🤖 AI Summary
This work investigates the information-theoretic limits of learning from a hierarchical single-hidden-layer teacher network and transferring knowledge to a smaller student model in high-dimensional, noisy settings. Leveraging tools from high-dimensional statistical physics, leave-one-out decoupling, and fixed-point equation analysis, the study reveals a sequence of sharp phase transitions in feature learning: as the sample size increases, features at different hierarchical levels become learnable successively. The authors introduce the notion of “effective width,” which unifies two previously known scaling laws and yields a closed-form expression for the Bayes-optimal generalization error, scaling as Θ(k_c d/n). Experiments demonstrate that training student models near this effective width enables them to closely approach the theoretical performance limit.
📝 Abstract
We study the information-theoretic limits of learning a one-hidden-layer teacher network with hierarchical features from noisy queries, in the context of knowledge transfer to a smaller student model.
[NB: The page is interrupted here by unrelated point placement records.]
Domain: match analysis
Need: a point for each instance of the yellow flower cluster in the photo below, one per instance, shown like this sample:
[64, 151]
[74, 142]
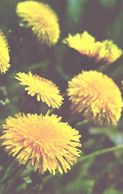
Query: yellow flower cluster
[46, 142]
[41, 19]
[105, 51]
[4, 54]
[41, 141]
[96, 96]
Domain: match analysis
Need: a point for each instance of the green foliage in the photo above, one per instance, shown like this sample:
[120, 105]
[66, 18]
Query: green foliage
[99, 172]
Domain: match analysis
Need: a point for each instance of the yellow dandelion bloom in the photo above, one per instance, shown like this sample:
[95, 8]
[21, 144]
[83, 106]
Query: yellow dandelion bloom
[96, 96]
[41, 19]
[4, 54]
[44, 89]
[86, 44]
[41, 141]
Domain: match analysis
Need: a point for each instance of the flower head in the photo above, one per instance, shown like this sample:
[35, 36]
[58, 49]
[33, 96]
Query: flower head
[41, 19]
[86, 44]
[41, 141]
[96, 96]
[4, 54]
[44, 89]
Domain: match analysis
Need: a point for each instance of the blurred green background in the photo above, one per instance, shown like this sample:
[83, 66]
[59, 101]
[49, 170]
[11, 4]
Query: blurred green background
[103, 19]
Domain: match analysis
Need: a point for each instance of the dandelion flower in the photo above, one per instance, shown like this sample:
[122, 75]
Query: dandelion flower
[4, 54]
[41, 19]
[86, 44]
[41, 141]
[45, 90]
[96, 96]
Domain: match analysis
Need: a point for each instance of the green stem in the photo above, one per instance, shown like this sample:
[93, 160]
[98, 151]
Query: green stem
[100, 152]
[82, 158]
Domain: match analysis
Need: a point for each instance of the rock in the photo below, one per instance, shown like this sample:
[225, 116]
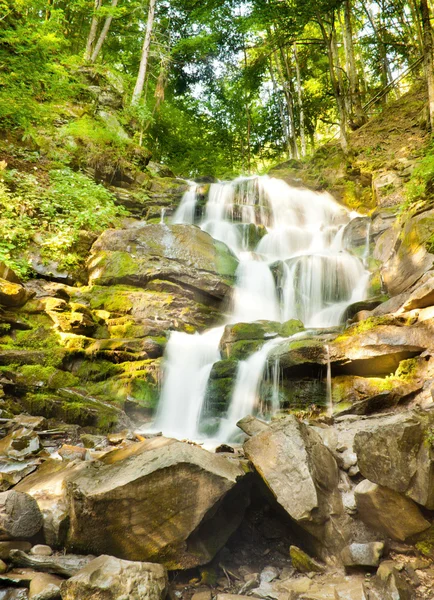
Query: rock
[13, 294]
[268, 574]
[14, 594]
[162, 487]
[303, 476]
[68, 452]
[48, 487]
[13, 471]
[410, 258]
[20, 444]
[388, 512]
[65, 565]
[252, 426]
[182, 254]
[8, 274]
[302, 562]
[114, 579]
[389, 584]
[20, 516]
[393, 453]
[6, 547]
[41, 550]
[387, 188]
[45, 587]
[362, 555]
[421, 297]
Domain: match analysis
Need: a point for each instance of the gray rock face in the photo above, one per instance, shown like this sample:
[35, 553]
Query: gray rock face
[171, 503]
[182, 254]
[394, 454]
[302, 474]
[362, 555]
[388, 512]
[113, 579]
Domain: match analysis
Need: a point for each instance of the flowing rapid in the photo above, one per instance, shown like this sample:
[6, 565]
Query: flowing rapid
[292, 265]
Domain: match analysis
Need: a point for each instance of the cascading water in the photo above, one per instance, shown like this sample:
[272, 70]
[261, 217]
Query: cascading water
[296, 268]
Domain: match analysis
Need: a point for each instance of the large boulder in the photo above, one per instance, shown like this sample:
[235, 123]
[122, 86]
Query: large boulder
[397, 453]
[182, 254]
[303, 475]
[109, 578]
[388, 512]
[164, 501]
[409, 258]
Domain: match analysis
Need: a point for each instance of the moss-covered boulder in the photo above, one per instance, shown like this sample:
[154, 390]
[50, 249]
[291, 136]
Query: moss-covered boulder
[242, 339]
[182, 254]
[12, 294]
[187, 500]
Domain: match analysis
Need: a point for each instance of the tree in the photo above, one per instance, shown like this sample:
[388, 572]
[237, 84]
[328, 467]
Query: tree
[140, 81]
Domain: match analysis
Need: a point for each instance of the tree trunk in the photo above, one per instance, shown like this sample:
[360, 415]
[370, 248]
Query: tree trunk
[428, 57]
[300, 102]
[289, 102]
[285, 130]
[103, 35]
[140, 82]
[359, 117]
[93, 28]
[335, 85]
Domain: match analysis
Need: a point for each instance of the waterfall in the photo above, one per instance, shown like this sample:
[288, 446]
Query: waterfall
[299, 269]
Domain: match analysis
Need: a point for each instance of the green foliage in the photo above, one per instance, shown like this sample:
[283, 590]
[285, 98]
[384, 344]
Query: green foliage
[71, 202]
[420, 188]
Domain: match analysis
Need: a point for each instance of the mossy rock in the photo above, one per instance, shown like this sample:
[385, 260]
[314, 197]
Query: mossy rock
[82, 411]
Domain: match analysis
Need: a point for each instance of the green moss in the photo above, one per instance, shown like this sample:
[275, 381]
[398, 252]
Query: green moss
[45, 376]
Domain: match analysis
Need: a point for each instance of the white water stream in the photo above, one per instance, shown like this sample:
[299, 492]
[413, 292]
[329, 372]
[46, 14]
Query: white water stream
[299, 269]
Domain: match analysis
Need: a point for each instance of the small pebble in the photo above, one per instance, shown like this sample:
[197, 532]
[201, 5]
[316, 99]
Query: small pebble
[41, 550]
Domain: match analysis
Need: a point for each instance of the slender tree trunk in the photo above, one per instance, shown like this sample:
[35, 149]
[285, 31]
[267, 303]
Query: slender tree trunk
[289, 101]
[103, 34]
[300, 102]
[140, 82]
[335, 85]
[416, 23]
[428, 57]
[92, 32]
[355, 98]
[281, 110]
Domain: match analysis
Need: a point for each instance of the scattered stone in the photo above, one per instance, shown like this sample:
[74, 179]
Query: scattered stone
[202, 596]
[251, 425]
[73, 452]
[20, 516]
[187, 500]
[113, 579]
[30, 422]
[6, 547]
[66, 565]
[12, 294]
[41, 550]
[302, 474]
[13, 471]
[94, 442]
[48, 487]
[224, 448]
[362, 555]
[21, 443]
[269, 574]
[45, 587]
[393, 453]
[388, 511]
[302, 562]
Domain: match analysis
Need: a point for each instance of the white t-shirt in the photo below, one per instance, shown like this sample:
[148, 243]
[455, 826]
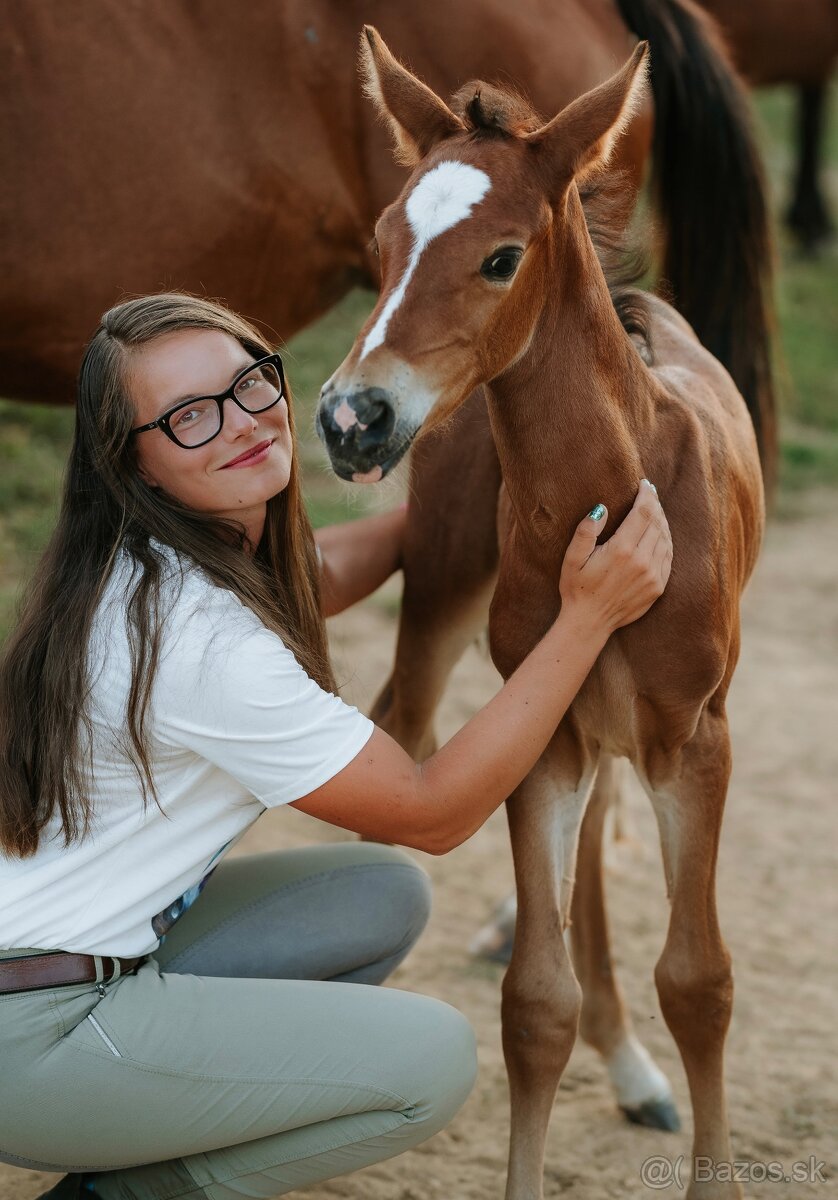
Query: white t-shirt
[235, 727]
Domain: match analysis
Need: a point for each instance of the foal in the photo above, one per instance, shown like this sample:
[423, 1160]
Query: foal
[489, 276]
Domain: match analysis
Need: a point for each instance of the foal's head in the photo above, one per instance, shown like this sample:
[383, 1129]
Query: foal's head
[466, 251]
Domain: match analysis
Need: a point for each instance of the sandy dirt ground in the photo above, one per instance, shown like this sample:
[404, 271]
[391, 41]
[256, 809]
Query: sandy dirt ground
[778, 899]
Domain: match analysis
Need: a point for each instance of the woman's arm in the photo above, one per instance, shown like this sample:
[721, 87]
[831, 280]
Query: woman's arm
[437, 804]
[358, 557]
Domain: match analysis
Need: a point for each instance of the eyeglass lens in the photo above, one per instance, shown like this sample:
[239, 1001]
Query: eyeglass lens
[201, 420]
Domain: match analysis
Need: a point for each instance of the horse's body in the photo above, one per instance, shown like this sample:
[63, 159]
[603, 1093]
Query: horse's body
[578, 413]
[794, 42]
[198, 145]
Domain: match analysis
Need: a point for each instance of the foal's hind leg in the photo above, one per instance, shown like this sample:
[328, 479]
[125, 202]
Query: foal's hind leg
[693, 975]
[542, 999]
[450, 564]
[641, 1089]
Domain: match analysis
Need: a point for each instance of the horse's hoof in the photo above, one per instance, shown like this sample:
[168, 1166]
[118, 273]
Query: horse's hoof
[495, 941]
[656, 1115]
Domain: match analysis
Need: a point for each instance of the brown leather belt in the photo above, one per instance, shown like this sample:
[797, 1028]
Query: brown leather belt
[61, 970]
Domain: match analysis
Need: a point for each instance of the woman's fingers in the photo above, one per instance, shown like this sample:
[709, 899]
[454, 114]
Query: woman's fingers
[645, 511]
[584, 541]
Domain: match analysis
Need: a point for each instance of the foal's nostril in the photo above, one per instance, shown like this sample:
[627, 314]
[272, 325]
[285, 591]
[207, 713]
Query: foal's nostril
[361, 420]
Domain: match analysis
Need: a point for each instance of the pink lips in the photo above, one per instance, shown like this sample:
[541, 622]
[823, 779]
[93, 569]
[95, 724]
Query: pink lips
[251, 457]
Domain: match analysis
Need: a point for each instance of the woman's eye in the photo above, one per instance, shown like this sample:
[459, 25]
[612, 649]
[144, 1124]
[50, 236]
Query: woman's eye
[502, 264]
[186, 417]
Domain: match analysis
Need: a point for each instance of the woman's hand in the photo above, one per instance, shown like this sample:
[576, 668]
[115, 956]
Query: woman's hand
[612, 585]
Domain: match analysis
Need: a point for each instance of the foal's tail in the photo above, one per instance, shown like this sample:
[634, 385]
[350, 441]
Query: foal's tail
[711, 195]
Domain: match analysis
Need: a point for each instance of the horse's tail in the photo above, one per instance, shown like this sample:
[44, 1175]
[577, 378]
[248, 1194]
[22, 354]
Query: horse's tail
[718, 257]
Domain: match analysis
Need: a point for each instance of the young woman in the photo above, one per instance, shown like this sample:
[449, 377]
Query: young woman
[167, 683]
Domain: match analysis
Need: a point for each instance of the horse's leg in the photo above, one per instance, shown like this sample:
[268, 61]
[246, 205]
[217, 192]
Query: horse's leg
[693, 975]
[641, 1089]
[542, 999]
[450, 558]
[808, 216]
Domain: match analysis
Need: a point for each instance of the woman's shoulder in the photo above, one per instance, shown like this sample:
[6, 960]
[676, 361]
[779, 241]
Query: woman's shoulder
[185, 601]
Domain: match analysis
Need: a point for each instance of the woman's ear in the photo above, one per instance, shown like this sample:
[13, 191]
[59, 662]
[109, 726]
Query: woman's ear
[418, 119]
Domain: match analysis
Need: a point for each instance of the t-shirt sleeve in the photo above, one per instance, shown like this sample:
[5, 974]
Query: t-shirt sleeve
[231, 691]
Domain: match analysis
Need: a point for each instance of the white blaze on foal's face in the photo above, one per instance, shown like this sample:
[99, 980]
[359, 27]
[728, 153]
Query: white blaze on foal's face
[441, 199]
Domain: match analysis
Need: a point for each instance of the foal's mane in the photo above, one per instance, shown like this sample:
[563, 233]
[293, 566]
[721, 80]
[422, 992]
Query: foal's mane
[608, 197]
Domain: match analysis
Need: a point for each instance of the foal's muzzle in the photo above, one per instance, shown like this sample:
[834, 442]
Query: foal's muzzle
[359, 430]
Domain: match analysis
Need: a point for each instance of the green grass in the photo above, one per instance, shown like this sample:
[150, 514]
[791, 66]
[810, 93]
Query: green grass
[34, 439]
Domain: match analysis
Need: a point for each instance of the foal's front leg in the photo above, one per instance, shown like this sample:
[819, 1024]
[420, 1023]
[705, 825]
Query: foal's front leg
[542, 997]
[641, 1089]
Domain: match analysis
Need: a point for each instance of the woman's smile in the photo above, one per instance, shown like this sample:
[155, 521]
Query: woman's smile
[209, 478]
[251, 457]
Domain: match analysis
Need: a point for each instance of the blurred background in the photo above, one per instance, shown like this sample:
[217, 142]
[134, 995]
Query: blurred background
[34, 438]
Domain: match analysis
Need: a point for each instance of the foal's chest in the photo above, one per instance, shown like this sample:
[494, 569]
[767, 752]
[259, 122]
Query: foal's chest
[606, 708]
We work in the high-dimensional regime where the teacher width $k$ scales linearly with the input dimension $d$ -- a setting that captures large-but-finite-width networks and has only recently become analytically tractable. Using a heuristic leave-one-out decoupling argument, validated numerically throughout, we derive asymptotically sharp characterizations of the Bayes-optimal generalization error and individual feature overlaps via a system of closed fixed-point equations. These equations reveal that feature learnability is governed by a sequence of sharp phase transitions: as data grows, teacher features become recoverable sequentially, each through a discontinuous jump in overlap. This sequential acquisition underlies a precise notion of \textit{effective width} $k_c$ -- the number of learnable features at a given data budget $n$ -- which unifies two distinct scaling regimes: a feature-learning regime in which the Bayes-optimal generalization error $\varepsilon^{\rm BO}$ scales as $ n^{1/(2β)-1}$, and a refinement regime in which it scales as $n^{-1}$, where $β>1/2$ is the exponent of the power-law feature hierarchy. Both laws collapse to the single relation $\varepsilon^{\rm BO}=Θ(k_c d/n)$. We further show empirically that a student trained with \textsc{Adam} near the effective width $k_c$ achieves these optimal scaling laws (up to a small algorithmic gap), and provide an information-theoretic account of the associated scaling in model size.